Almost 60 years ago, the historian Richard Hofstadter described what he saw as the true goal of McCarthyism. “The real function of the Great Inquisition of the 1950’s was not anything so simply rational as to turn up spies or prevent espionage,” he wrote, “or even to expose actual Communists, but to discharge resentments and frustrations, to punish, to satisfy enmities whose roots lay elsewhere than in the Communist issue itself.” Likewise, in a much more recent book, “The Second Red Scare and the Unmaking of the New Deal Left,” the historian Landon R.Y.
Storrs shows how conservatives used loyalty pledges to purge the federal bureaucracy of government officials “who hoped to advance economic and political democracy by empowering subordinated groups and setting limits on the pursuit of private profit.” Left-leaning New Dealers in the federal government, she explains, “believed that race and gender inequality served employers by creating lower-status groups of workers who supposedly needed or deserved less, thereby applying downward pressure on all labor standards, including those of white men.
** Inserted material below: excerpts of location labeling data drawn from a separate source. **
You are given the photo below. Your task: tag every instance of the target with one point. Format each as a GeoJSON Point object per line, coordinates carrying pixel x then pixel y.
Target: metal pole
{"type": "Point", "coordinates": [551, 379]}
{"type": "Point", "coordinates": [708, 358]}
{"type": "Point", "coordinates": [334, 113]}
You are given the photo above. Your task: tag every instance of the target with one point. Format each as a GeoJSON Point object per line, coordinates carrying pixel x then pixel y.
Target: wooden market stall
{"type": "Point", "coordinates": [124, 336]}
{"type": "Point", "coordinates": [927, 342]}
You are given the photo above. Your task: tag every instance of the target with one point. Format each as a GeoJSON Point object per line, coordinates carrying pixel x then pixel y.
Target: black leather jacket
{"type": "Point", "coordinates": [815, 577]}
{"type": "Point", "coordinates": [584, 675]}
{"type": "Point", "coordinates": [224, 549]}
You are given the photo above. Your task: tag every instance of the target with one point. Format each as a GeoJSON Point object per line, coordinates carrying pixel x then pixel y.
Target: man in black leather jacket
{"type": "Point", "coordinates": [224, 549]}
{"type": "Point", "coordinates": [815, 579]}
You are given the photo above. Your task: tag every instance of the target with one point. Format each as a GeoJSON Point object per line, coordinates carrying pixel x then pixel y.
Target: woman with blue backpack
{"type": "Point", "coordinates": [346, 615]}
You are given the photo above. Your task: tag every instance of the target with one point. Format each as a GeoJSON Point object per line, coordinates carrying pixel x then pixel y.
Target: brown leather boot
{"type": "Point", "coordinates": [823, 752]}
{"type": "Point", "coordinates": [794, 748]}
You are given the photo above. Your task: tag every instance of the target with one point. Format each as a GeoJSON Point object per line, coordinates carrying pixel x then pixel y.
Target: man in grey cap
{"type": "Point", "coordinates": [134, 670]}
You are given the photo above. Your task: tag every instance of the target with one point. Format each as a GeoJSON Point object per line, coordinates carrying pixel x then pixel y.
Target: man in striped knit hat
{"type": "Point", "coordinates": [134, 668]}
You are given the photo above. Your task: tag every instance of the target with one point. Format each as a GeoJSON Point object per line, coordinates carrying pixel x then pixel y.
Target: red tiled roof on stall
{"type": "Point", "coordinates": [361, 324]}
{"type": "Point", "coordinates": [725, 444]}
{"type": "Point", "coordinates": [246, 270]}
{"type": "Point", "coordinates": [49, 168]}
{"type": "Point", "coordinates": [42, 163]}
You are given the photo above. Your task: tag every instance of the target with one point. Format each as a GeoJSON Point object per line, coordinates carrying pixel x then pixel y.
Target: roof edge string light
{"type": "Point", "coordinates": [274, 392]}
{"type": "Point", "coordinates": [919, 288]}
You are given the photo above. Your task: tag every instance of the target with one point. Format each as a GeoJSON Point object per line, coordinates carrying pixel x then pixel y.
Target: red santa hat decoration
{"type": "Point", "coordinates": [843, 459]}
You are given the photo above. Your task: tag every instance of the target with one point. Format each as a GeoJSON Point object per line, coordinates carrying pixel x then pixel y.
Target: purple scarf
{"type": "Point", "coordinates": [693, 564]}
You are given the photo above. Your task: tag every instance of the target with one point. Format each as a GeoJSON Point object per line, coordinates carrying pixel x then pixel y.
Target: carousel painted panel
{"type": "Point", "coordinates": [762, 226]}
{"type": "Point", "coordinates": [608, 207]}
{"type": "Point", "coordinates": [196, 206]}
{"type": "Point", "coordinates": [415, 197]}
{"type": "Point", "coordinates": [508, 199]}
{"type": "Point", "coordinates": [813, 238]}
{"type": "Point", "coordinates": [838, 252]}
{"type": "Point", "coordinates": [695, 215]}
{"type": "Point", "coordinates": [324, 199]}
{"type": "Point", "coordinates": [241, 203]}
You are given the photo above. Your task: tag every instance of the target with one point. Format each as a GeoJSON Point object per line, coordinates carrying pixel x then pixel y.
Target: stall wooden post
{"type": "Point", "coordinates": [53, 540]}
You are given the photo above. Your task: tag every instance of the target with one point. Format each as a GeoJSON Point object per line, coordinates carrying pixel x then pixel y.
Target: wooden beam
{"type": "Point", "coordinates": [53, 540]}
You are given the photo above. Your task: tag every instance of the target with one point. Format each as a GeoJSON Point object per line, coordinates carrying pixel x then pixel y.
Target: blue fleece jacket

They saw their mission as sweeping away beliefs and practices that were based on obsolete conditions but defended by those whose interests they continued to serve.” The Red Scare is, in this view, less a sudden outburst of reactionary hysteria than a political project aimed directly at dismantling the New Deal order and ousting those who helped bring it into being, both inside and outside the federal government.